In order to enable a global ranking of your submissions, we decided to use a simpler metric than the one we use internally and initially planned to use for the competition (detection and recall measures for segmentation and detection). The evaluation process will be greatly simplified and avoid having to optimize rejection rates.
It works as follows.
0/ For each frame of each video of the test set, our ground-truth contains the exact coordinate of each corner of the page object to segment. Each frame contains such page object: your methods should return 4 coordinates for each frame.
1/ Using the object size and its coordinates in each frame, we start by transforming the coordinate of your results S and of the ground-truth G to undo the perspective transform and obtain the corrected quadrangles S’ and G’. By applying such transform we make all the evaluation measures comparable within the document referential.

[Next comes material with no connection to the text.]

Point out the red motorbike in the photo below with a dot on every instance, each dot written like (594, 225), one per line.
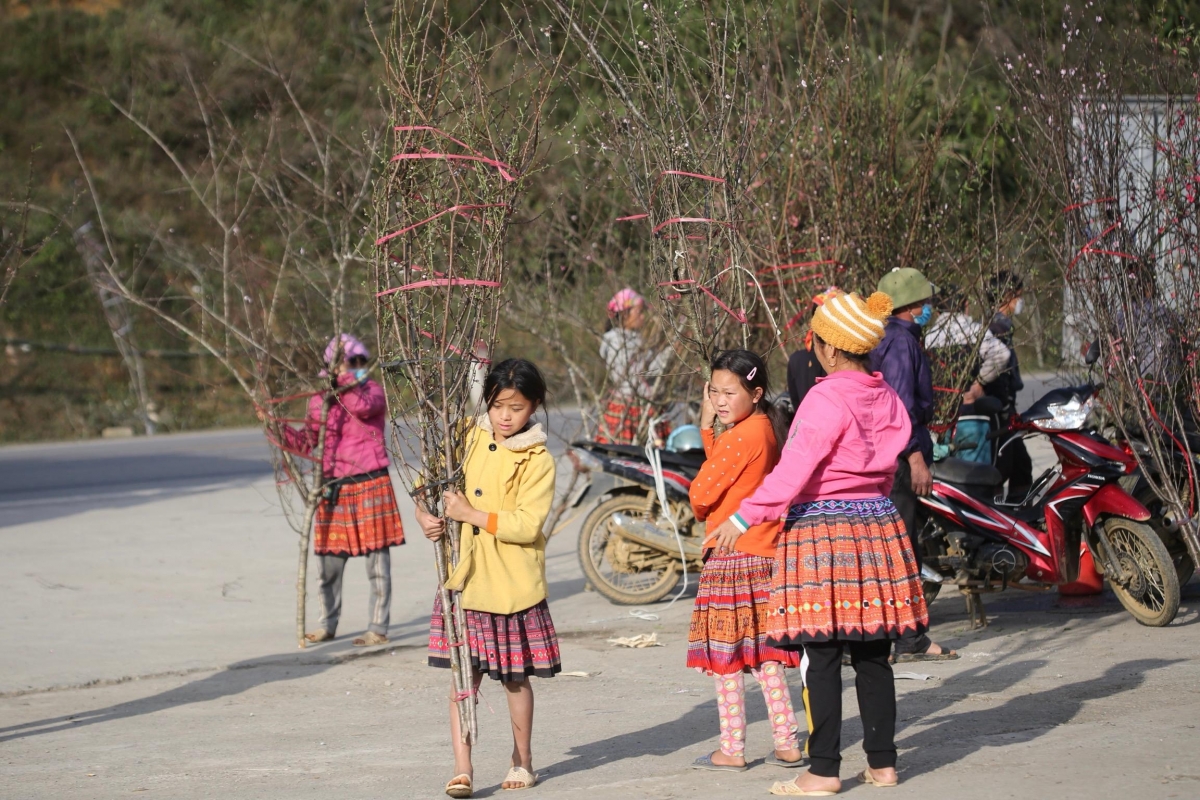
(976, 540)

2/ For each frame f, we will compute the Jaccard index (JI) as follows to measure the similarity between the set G’ of expected pixels in the ground truth and the set S’ of the segmentation result returned by your method:
JI(f) = area(intersection(G’, S’)) / area(union(G’, S’))
S’ will be considered empty if you reject a frame, giving the worst possible score (0) to it. Hence, your method should not reject frames.
3/ The overall score for each method will be the average of the frame score, for all frames in the dataset.
For further study and comparison, we may use precision and recall metrics, detection rates and others in addition to the global evaluation.